Hereinafter, with reference to the embodiment of the optical transmission and reception module shown in Figs. 2 and 3 in order to help the understanding of the present invention will be described in detail.

Looking at the configuration of the module shown in Figure 2, a wavelength of one semiconductor package 30 λ ₁ The semiconductor laser diode 31 which produces phosphor light and the wavelength λ ₂ There is a photodiode 32 that receives only phosphorescent light. There is a resistor R1 for supplying a voltage to the semiconductor laser diode 31 and a resistor R2 for detecting the output of the photodiode 32 as a voltage.

3 is an example in which a transmission / reception module having the above configuration is applied to an interface of two systems.

Looking at the configuration, the wavelength λ ₁ The first laser diode 31 for generating phosphorous light and the wavelength λ ₂ There is an A system having a transmission / reception module composed of a first photodiode 32 which receives only phosphorescent light, and the wavelength is the same as that of the transmission / reception module. λ ₁ The second laser diode 33 for generating phosphorous light and the wavelength λ ₂ There is a B system having a transmission / reception module composed of a second photodiode 34 which receives only phosphorescent light. And there is an optical cable connecting system A and system B.

The operation of the application example will be described below.

Once the first laser diode 31 of the A system λ ₁ Generates (transmits) phosphorescent light. The generated light is input to the B system through the optical cable.

When the operating wavelengths of the laser diode 31 and the photodiode 32 are different from each other, but the operating wavelengths are designed to be the same without doing this, when the first laser diode 31 generates light, the first laser diode 31 is generated in the same package. The photodiode 32 receives (receives) an error occurs. Therefore, the operating wavelengths of the laser diode 31 and the photodiode 32 must be designed differently.

When light is input to the B system through the optical cable, the second photodiode 34 receives the light and outputs an appropriate voltage.

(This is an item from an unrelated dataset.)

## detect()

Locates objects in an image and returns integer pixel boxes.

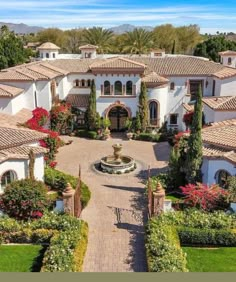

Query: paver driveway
[57,137,169,272]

On the contrary, when light is emitted from the second laser diode 33 of the B system, the first photodiode 31 of the A system receives the light through the optical cable. Since the operating wavelengths of the second laser diode 33 and the second photodiode 34 are different from each other, an error such as that the second photodiode 34 receives the emitted light does not occur.

As described above, the optical transmission / reception module for optical communication according to the present invention can reduce the occupied space of the module than when separated by integrating the transmission module and the reception module with different operating wavelengths. And it can reduce power consumption than separate type. In addition, since the transmission and reception wavelengths are different, simultaneous transmission and reception by one line can be performed, and the data transmission speed can be increased, and more lines can be put in the optical cable than when the transmission line and the receiving line are separated.

It is possible to simultaneously input / output a large number of data on one optical cable by installing n optical modules on the transmitting side and n on the receiving side. Therefore, when applied to signal input / output devices in optical communication systems, optoelectronic devices such as optical processors, optical computers, etc., which are attracting attention as cutting-edge technology in the future, it is expected to greatly contribute to miniaturization of devices and improvement of data transmission speed.

Claims (1)

A light emitting device for generating light of an arbitrary wavelength, A light receiving element for receiving light having a wavelength different from that of the light emitting element; Optical communication module for optical communication, characterized in that the light emitting element and the light receiving element are integrated.